Force 3: enterprise budgets unlocking
- G2 reported in its 2026 State of Software research that 57% of companies have AI agents in production (up from around 20% a year earlier).
- McKinsey found 23% of enterprises are actively scaling agentic AI, with 62% in experimentation. That leaves only about 15% of large organizations still on the sidelines.
- Deloitte's 2026 survey of 3,235 enterprise leaders identified financial services as the leading adopter, with a documented case study of an AI agent capturing and acting on meeting outcomes across a deal pipeline that had previously required three analysts.
- Stanford's Enterprise AI Playbook, published in early 2026, catalogued 51 production deployments, with a fintech ETL migration case becoming the reference implementation for regulated-industry teams.
- Reported enterprise AI infrastructure investment crossed $600 billion in the 2025 cycle.
- Anthropic's Dario Amodei, speaking at the Code with Claude conference, gave a 70 to 80% probability of the first one-person, billion-dollar company emerging in 2026, powered by agent workforces.
The money is there, the protocol is there, and the architecture is there. What's being negotiated in every board room now is how much autonomy, under what governance, and for which workflows.
The skeptic's case: what Reddit, arXiv, and the incident reports say
A responsible look at this shift has to engage seriously with the people who think the whole thing is oversold.
On Reddit, the consensus across r/LocalLLaMA, r/ClaudeCode, and r/ChatGPT is pragmatic: coding agents have arrived and are useful. Most other "agents" are automation workflows wearing a chatbot costume. The line quoted in dozens of 2026 threads, "Use Copilot when you want suggestions. Use Claude Code or Cursor when you want it to actually do something," captures the productive split. Those same communities are unsparing about benchmarks. Even the best agents score roughly 60% overall on Terminal-Bench and drop to 16% on hard tasks. Claude Opus 4.5 leads SWE-bench at 80.9%, which still means one task in five fails.
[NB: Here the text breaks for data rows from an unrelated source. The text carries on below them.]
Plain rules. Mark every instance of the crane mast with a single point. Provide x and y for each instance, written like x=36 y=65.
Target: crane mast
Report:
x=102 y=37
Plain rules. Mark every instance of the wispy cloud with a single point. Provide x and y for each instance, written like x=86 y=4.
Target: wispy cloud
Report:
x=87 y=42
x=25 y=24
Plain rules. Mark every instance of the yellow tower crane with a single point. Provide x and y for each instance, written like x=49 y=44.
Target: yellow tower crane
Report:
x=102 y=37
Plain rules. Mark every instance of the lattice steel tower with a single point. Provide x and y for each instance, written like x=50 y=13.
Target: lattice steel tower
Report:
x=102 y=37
The academic skepticism is harder to shake off. Vishal Sikka (former SAP CTO, student of John McCarthy) and his collaborator published Hallucination Stations: On Some Basic Limitations of Transformer-Based Language Models, arguing mathematically that transformer LLMs are fundamentally limited in their ability to execute computational and agentic tasks beyond a certain complexity ceiling. Sikka's conclusion, "There is no way they can be reliable" for highly critical operations, is circulating in every CISO Slack right now. The paper doesn't claim agents are useless. It claims there's a class of problem where you can't move the human out of the loop, no matter how good the model gets.
Real incidents back the skepticism. A retail CX leader quoted in Yellow.ai's 2026 survey: "We had to pull back our AI support after just two weeks, because it started quoting incorrect return policies and making up discount offers in about 1.35% of tickets. The cost of honoring those mistakes was far more than what we'd hoped to save." At scale, even a sub-2% error rate becomes expensive fast.
The synthesis: colleague-grade AI is real in coding, research, structured ops, and narrow support workflows. It is not yet real in open-ended customer-facing interactions without a human reviewer. The enterprises getting value in 2026 are the ones honest about which bucket a workflow belongs in.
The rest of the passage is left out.